Listening drives ADAMA’s business
Global crop protection company ADAMA (with headquarters in Israel) has the world’s largest number of active ingredients providing solutions to farmers and growers in 100 countries making ADAMA the seventh-largest crop protection company in the world. Yet, ADAMA’s focus has a very human scale.
Elisabeth Johnston, Marketing Manager of ADAMA New Zealand, says the company’s global emphasis is on actively listening to their customers, farmers and growers. “It’s an approach, which already had a solid foundation in New Zealand. We have strong supplier partnerships, but we can always do better. We have to continue to ask, ‘what works for you?’”
“Our company has a breadth and depth of chemistry that is second to none along with world-leading manufacturing. But what makes that valuable is aligning it to real-life needs. Today, farmers and growers are looking for direction and guidance and you can’t provide that unless you listen.”
Understanding distributor and farmer pain points
“Over the years, we’ve moved from capability drivers - a high quality, low cost of goods focus - to effectively identifying and addressing distributor and farmer pain points.
“We have the advantages of being a global leader, but also coming from a corporate culture that is actually very Kiwi; a straightforward, get-it-done attitude combined with a passion for agriculture and an understanding that farming is more than just a business – it's a way of life.”
Elisabeth says over the years, insights gathered from their agricultural and horticultural distributor partners have proved invaluable. “Sometimes it may not even be directly related to a product, but it always leads to a greater understanding.”
Innovative solutions to reduce stressful times
“Apple thinning is a perfect example. Thinning is a stressful time for growers. If you over-thin you lose yield. If you under-thin, then there are extra labour costs.”

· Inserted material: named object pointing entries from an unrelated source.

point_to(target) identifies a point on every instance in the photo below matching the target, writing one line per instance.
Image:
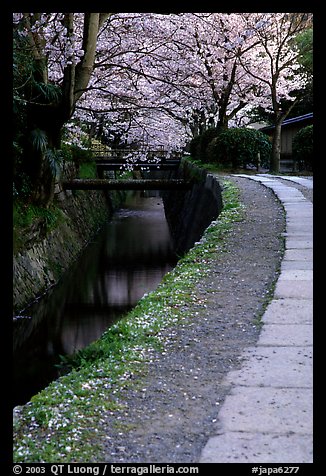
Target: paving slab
(297, 264)
(294, 289)
(296, 274)
(289, 311)
(278, 367)
(298, 242)
(298, 255)
(267, 410)
(267, 416)
(286, 335)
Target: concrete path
(267, 417)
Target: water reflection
(128, 259)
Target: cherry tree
(62, 48)
(149, 79)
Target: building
(289, 128)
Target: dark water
(128, 259)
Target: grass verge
(63, 422)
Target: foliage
(27, 217)
(239, 147)
(302, 148)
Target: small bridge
(114, 160)
(133, 184)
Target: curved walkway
(267, 417)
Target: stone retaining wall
(42, 263)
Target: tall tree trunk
(276, 148)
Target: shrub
(302, 148)
(239, 147)
(198, 145)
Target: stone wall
(43, 261)
(189, 212)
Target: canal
(128, 258)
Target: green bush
(72, 152)
(302, 148)
(240, 147)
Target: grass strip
(63, 422)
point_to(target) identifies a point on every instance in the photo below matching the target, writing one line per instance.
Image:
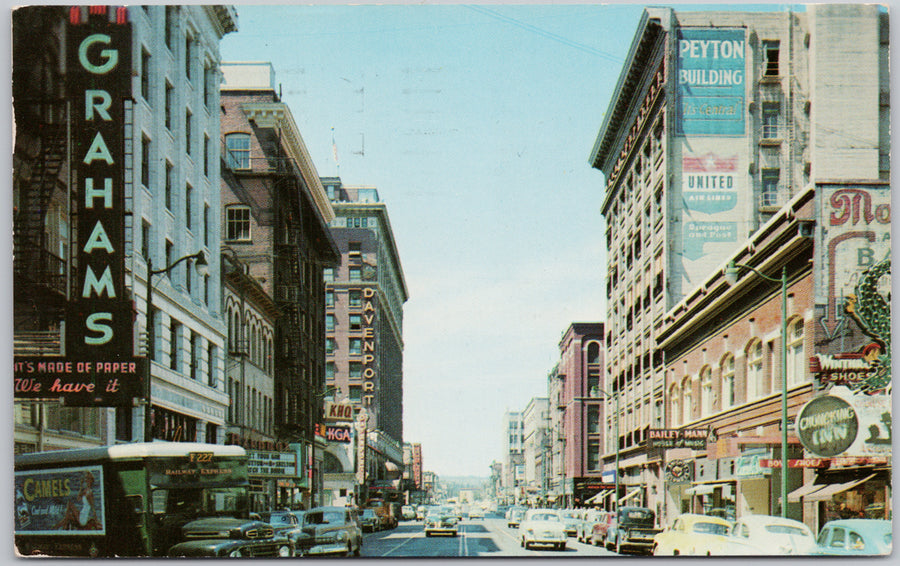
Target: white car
(766, 534)
(543, 526)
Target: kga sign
(827, 425)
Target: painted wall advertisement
(852, 359)
(711, 82)
(65, 501)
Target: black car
(230, 537)
(330, 530)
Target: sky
(475, 123)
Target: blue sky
(475, 123)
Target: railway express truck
(125, 500)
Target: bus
(124, 500)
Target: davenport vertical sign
(99, 366)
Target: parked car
(632, 528)
(854, 537)
(601, 528)
(514, 517)
(331, 530)
(694, 534)
(286, 524)
(586, 524)
(570, 519)
(543, 526)
(230, 537)
(442, 520)
(766, 534)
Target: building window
(145, 75)
(170, 101)
(188, 198)
(145, 162)
(237, 148)
(170, 174)
(795, 365)
(770, 118)
(237, 223)
(174, 349)
(769, 187)
(728, 382)
(770, 55)
(188, 118)
(706, 391)
(754, 370)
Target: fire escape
(39, 274)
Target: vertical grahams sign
(99, 367)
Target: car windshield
(324, 517)
(711, 528)
(787, 530)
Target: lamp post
(202, 267)
(731, 276)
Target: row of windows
(758, 382)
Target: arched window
(706, 391)
(795, 367)
(754, 370)
(237, 151)
(675, 396)
(727, 381)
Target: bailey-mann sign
(99, 367)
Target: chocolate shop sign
(827, 425)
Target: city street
(480, 538)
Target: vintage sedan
(766, 534)
(854, 537)
(331, 530)
(543, 526)
(694, 534)
(442, 520)
(232, 538)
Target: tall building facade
(80, 266)
(274, 217)
(364, 325)
(725, 135)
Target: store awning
(630, 494)
(804, 490)
(832, 489)
(704, 488)
(597, 497)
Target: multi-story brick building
(275, 216)
(726, 131)
(579, 405)
(160, 183)
(364, 324)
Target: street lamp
(202, 267)
(731, 276)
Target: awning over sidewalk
(832, 489)
(630, 494)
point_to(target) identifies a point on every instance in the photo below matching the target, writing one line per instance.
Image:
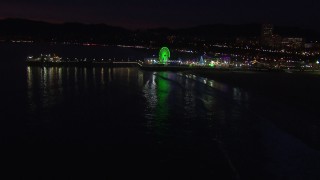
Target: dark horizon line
(136, 29)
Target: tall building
(266, 34)
(267, 30)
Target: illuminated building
(164, 55)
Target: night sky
(166, 13)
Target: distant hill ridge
(38, 30)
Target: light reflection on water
(187, 107)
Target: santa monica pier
(163, 62)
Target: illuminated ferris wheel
(164, 55)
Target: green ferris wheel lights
(164, 55)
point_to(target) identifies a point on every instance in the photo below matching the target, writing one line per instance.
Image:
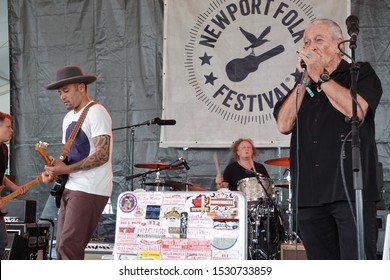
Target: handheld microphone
(159, 121)
(184, 162)
(303, 64)
(353, 26)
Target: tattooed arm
(100, 157)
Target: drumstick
(216, 163)
(253, 166)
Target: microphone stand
(356, 157)
(132, 127)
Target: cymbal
(158, 165)
(278, 161)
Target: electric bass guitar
(41, 147)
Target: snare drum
(252, 188)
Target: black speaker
(379, 175)
(16, 249)
(20, 211)
(381, 218)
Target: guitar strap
(75, 130)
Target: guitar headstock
(41, 147)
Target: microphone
(159, 121)
(303, 64)
(184, 162)
(353, 26)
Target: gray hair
(335, 29)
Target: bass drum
(265, 231)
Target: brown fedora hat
(70, 74)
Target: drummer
(242, 166)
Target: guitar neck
(16, 193)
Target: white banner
(227, 63)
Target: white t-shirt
(97, 122)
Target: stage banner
(227, 62)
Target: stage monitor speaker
(292, 251)
(381, 216)
(16, 249)
(20, 211)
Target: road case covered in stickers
(178, 225)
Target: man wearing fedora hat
(88, 164)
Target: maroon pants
(78, 218)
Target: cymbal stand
(290, 234)
(132, 127)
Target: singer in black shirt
(319, 162)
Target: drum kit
(266, 214)
(161, 185)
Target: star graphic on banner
(205, 59)
(210, 78)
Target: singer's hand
(315, 65)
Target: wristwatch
(323, 78)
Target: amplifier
(20, 211)
(292, 251)
(98, 250)
(16, 248)
(35, 239)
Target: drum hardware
(156, 168)
(159, 166)
(285, 161)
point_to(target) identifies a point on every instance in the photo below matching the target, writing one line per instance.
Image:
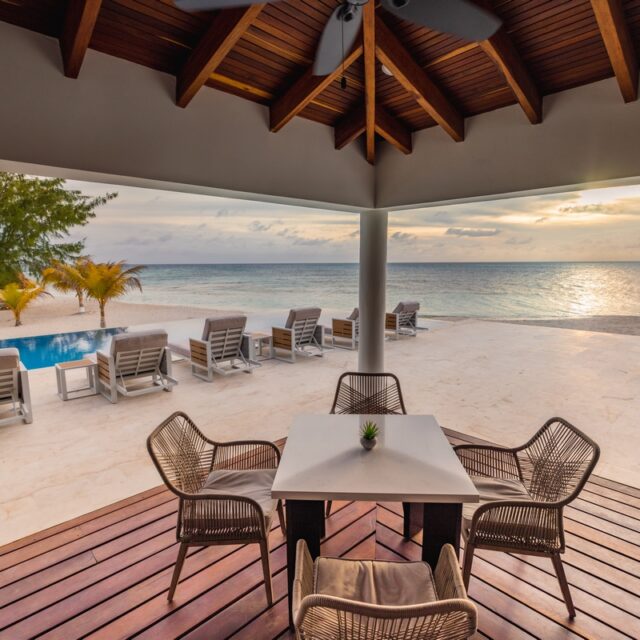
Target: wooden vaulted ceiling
(264, 53)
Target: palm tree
(17, 296)
(63, 277)
(104, 281)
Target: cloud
(518, 241)
(472, 233)
(256, 225)
(401, 236)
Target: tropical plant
(104, 281)
(36, 215)
(17, 296)
(62, 277)
(369, 431)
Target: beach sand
(498, 381)
(60, 315)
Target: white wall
(588, 134)
(119, 119)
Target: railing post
(373, 284)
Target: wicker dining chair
(523, 492)
(337, 599)
(224, 489)
(367, 393)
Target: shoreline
(60, 315)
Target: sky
(151, 226)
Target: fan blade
(212, 5)
(338, 36)
(458, 17)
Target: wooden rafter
(225, 30)
(392, 130)
(80, 20)
(413, 78)
(617, 39)
(303, 91)
(369, 43)
(500, 48)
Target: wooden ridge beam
(226, 29)
(500, 48)
(617, 40)
(354, 124)
(303, 91)
(79, 22)
(412, 77)
(369, 44)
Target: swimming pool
(37, 352)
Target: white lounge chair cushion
(375, 582)
(222, 324)
(493, 490)
(252, 483)
(407, 307)
(137, 340)
(9, 358)
(303, 313)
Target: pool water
(45, 351)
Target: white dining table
(412, 462)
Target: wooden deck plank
(105, 575)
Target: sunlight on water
(494, 290)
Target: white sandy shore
(492, 380)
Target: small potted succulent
(368, 435)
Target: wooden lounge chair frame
(134, 373)
(14, 390)
(304, 338)
(222, 346)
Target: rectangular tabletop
(412, 462)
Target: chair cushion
(493, 490)
(136, 340)
(222, 324)
(375, 582)
(255, 484)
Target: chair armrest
(519, 525)
(447, 576)
(489, 461)
(245, 455)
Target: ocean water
(484, 290)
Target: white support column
(373, 284)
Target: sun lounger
(403, 320)
(301, 335)
(346, 331)
(221, 348)
(137, 363)
(14, 388)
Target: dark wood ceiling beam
(303, 91)
(369, 44)
(412, 77)
(226, 29)
(617, 39)
(354, 124)
(502, 51)
(79, 22)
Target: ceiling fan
(461, 18)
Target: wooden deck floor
(105, 575)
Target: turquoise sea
(489, 290)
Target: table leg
(305, 521)
(442, 525)
(413, 518)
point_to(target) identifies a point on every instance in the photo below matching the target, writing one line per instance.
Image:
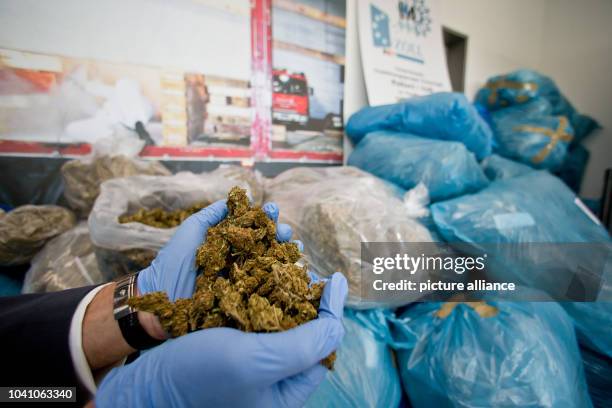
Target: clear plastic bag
(124, 248)
(333, 215)
(364, 374)
(67, 261)
(25, 230)
(82, 178)
(444, 116)
(489, 354)
(446, 168)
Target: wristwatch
(127, 317)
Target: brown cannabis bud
(160, 218)
(248, 281)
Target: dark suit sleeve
(34, 332)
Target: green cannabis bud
(248, 280)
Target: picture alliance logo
(414, 16)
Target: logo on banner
(414, 16)
(380, 27)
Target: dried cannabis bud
(160, 218)
(248, 281)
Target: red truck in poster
(290, 98)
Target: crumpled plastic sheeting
(526, 355)
(26, 229)
(67, 261)
(365, 374)
(538, 140)
(123, 248)
(524, 85)
(333, 215)
(498, 168)
(446, 168)
(301, 176)
(244, 175)
(82, 178)
(598, 370)
(444, 115)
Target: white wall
(577, 53)
(566, 39)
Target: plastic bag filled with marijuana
(364, 374)
(248, 279)
(26, 229)
(300, 176)
(334, 216)
(130, 246)
(241, 175)
(282, 188)
(67, 261)
(82, 178)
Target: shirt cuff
(75, 340)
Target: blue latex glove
(227, 367)
(174, 271)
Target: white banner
(402, 50)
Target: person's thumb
(295, 391)
(285, 354)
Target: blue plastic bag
(546, 207)
(493, 354)
(447, 169)
(538, 140)
(497, 168)
(445, 116)
(524, 85)
(574, 166)
(598, 370)
(593, 322)
(533, 208)
(364, 374)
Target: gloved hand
(227, 367)
(174, 271)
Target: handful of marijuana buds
(248, 281)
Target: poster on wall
(56, 105)
(402, 49)
(198, 96)
(308, 58)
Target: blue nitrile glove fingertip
(143, 281)
(333, 333)
(283, 232)
(271, 210)
(334, 296)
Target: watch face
(122, 292)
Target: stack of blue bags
(534, 123)
(484, 163)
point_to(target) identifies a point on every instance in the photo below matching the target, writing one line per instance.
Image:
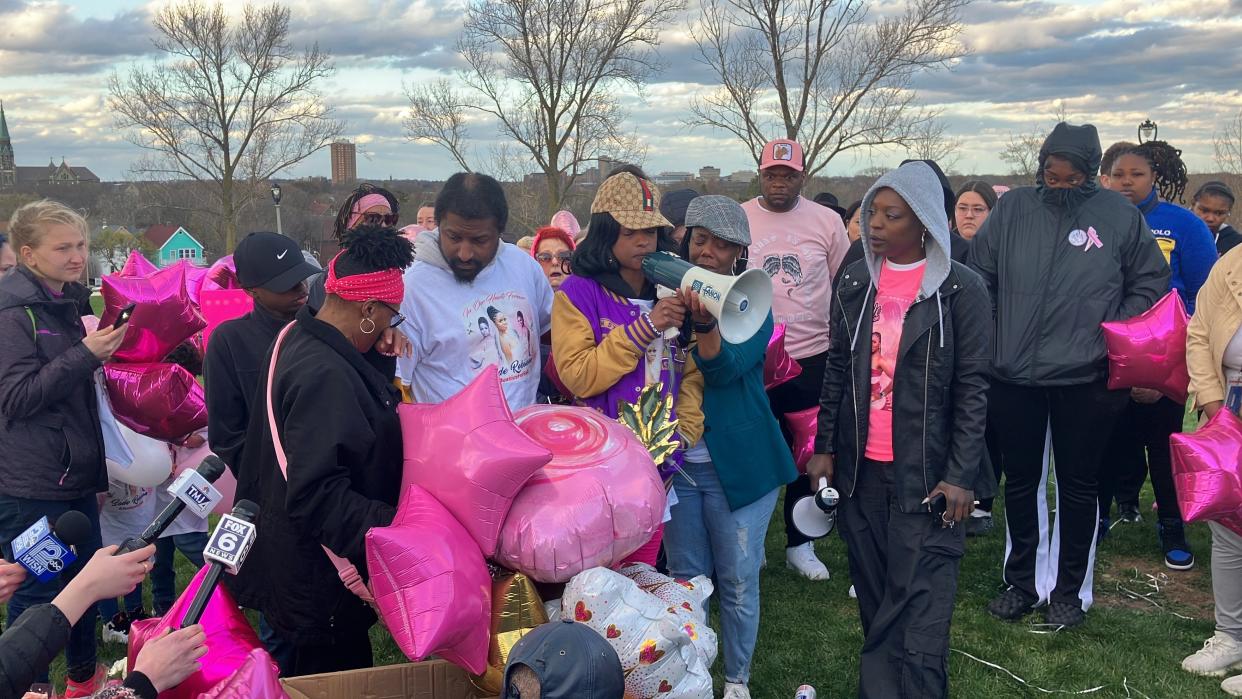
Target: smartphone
(124, 315)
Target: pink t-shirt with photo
(896, 292)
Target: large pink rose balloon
(163, 401)
(779, 366)
(470, 455)
(137, 266)
(1149, 350)
(164, 315)
(594, 504)
(230, 640)
(1207, 468)
(431, 584)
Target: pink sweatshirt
(800, 250)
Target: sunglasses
(378, 219)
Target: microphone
(225, 550)
(45, 551)
(191, 489)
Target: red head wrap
(385, 284)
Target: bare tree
(231, 104)
(547, 73)
(1228, 145)
(822, 72)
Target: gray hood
(920, 188)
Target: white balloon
(153, 461)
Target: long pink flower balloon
(1149, 350)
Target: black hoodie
(50, 432)
(1060, 262)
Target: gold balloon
(516, 611)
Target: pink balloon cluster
(1149, 350)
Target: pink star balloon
(431, 584)
(779, 366)
(1207, 469)
(471, 455)
(162, 401)
(1149, 350)
(164, 315)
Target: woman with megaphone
(907, 468)
(730, 479)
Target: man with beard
(465, 272)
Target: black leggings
(791, 396)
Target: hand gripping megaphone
(740, 303)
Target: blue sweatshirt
(1186, 243)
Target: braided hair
(1166, 165)
(347, 209)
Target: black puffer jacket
(940, 381)
(50, 432)
(1057, 271)
(338, 423)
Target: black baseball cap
(571, 662)
(272, 262)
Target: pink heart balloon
(1207, 468)
(230, 640)
(164, 315)
(779, 366)
(470, 455)
(802, 425)
(137, 266)
(598, 502)
(162, 401)
(1149, 350)
(430, 582)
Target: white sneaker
(804, 560)
(1219, 656)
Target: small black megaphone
(815, 515)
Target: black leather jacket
(939, 391)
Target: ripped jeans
(706, 538)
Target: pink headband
(365, 202)
(385, 284)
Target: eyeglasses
(378, 219)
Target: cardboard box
(431, 679)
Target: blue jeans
(164, 574)
(706, 538)
(16, 514)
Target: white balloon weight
(152, 466)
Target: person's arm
(319, 446)
(27, 386)
(1205, 380)
(1145, 271)
(226, 402)
(588, 369)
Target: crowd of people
(950, 339)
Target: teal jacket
(747, 447)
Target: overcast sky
(1112, 62)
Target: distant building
(13, 175)
(174, 243)
(344, 163)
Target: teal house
(175, 243)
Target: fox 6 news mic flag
(41, 553)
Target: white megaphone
(740, 303)
(815, 515)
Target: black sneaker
(1129, 512)
(1173, 541)
(1066, 616)
(1011, 605)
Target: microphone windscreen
(72, 528)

ADAMA’s solution to reducing that stress was combining proven fruitlet thinner Brevis® with BreviSmart®, a web-based prediction model developed in conjunction with IBM. BreviSmart helps support technical representative and grower decisions on the best timing for Brevis applications, factoring in local variables including solar radiation, temperature, fruitlet size and variety.
Elisabeth says the process was always about collaboration. “We know our chemistry. Our customers know their region. And growers know their orchards."
“Working alongside distributor partners and their customers this way is vital. The ADAMA team is immersed in chemistry at a deep level, so talking about the product is easy but may not always naturally follow on to the best solution. We’re always looking for more opportunities to listen.”
Sharing and transferring knowledge globally
ADAMA’s shared international intelligence can also provide New Zealand farmers and growers with options should a risk previously identified overseas make its way here. “We’re well-networked with other ADAMA countries and continually looking at what’s happening in other countries around the globe,” Elisabeth says.
A recent example was transferring the knowledge and registering of multi-site protectant Phoenix® Fungicide to help control yield robbing Septoria in wheat and Ramularia in barley. Resistance to both diseases had appeared in the Northern Hemisphere some years before it became a challenge in New Zealand. Global fungicide expert and ADAMA UK Technical Specialist Andy Bailey, twice visited New Zealand, as a guest of ADAMA New Zealand, to share the Northern Hemisphere’s experience with resistance and their multi-site approach with ADAMA’s distributor partners.
This sharing of knowledge also enables ADAMA to be proactive. Elisabeth says, in the future, products and services will be more greatly influenced by issues beyond efficacy. These issues include; environmental sustainability, and digital control of precision application, disease identification, and crop monitoring. “There’s also the increasing emphasis on a regenerative mind set; how to produce more with less in a sustainable and evidential way.”
Right now, catastrophic climate events, shortages of labour and supply chain issues loom large. “Within the New Zealand agricultural market, we’re seeing reduced local inventory, in some segments to levels we haven’t seen since 2008. There’s definitely some short-medium term volatility there.”
While disruption of delivery is something we’ve all had to come to accept, Elisabeth says if there’s one positive to have come from Covid 19, it’s been the public’s reconnection with agriculture and horticulture, and greater knowledge of production systems, and where their food comes from.
“People have a better understanding of the importance of availability and quality. We don’t want to lose that connection. Now we need to talk about provenance. “In the past twelve months there’s definitely been a welcome change in the way people talk about farming and connect with it.”